Wussten Sie, dass einer der symbolträchtigsten Orte von Paris einst ein Hafen, eine Hinrichtungsstätte und ein Symbol der Macht war? Der Place de Grève im 4. Arrondissement von Paris - heute bekannt als Place de l'Hôtel-de-Ville - bezeichnete früher eine Kiesfläche am Ufer der Seine. Bevor der Platz ab 1357 zum Verwaltungszentrum der Hauptstadt wurde, war er zunächst ein Streik im topografischen Sinne: ein sandiges, leicht zum Fluss hin abfallendes Gelände. Dieses ursprünglich beschreibende Toponym sollte jedoch mit zahlreichen historischen und sozialen Bedeutungen aufgeladen werden.

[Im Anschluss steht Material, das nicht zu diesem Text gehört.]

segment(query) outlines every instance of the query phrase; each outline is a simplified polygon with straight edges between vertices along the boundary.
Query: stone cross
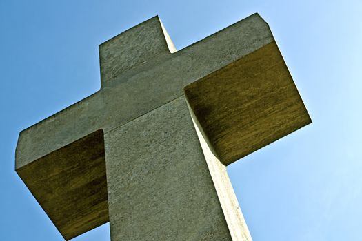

Der"Streik" war also, bevor er politisch war, geografisch bedingt. Ludwig VII. überließ 1141 einen Teil dieses Gebiets der mächtigen Zunft der Wasserhändler, die dort einen Löschhafen errichteten. Dieser strategische Standort entwickelte sich schnell: 1357 erwarb Étienne Marcel, der Vorsteher der Kaufleute, dort das " Haus mit den Säulen ", um es zum allerersten Hôtel de Ville zu machen. Von da an wurde der Place de Grève zum Verwaltungszentrum von Paris, eine Funktion, die er ohne Unterbrechung bis zur Revolution innehatte.
Die Place de Grève ist aber auch wegen ihrer Rolle in der Geschichte des Strafrechts bekannt. Jahrhundert wurde er zum bevorzugten Hinrichtungsort der königlichen und später der städtischen Justiz. Die allererste Gefolterte, Marguerite Porette, wurde hier 1310 bei lebendigem Leib verbrannt. Über fünf Jahrhunderte lang, bis 1830, war dieser Ort mit dem Schafott verbunden. Je nach sozialem Status des Verurteilten wurde er dort gehängt, geköpft oder verbrannt. Victor Hugo schrieb in Notre-Dame de Paris: " Die Grève hatte von da an dieses unheimliche Aussehen, das sie noch heute durch die abscheuliche Vorstellung, die sie weckt, bewahrt ".
Der Schriftsteller, der als Kind Zeuge mehrerer öffentlicher Hinrichtungen wurde, beschreibt diese Szenen eindringlich in Le Dernier Jour d'un Condamné (Der letzte Tag eines Verurteilten). In diesem Text beschreibt er insbesondere"das Hôtel de Ville [...] dunkel, düster, das Gesicht ganz von Alter zerfressen [...] An Hinrichtungstagen spuckt es aus allen seinen Türen Gendarmen aus und schaut mit allen seinen Fenstern auf den Verurteilten". Dieses Spektakel, in dem sich Menschenmassen, Schrecken und morbide Unterhaltung vermischten, prägte das kollektive Gedächtnis nachhaltig.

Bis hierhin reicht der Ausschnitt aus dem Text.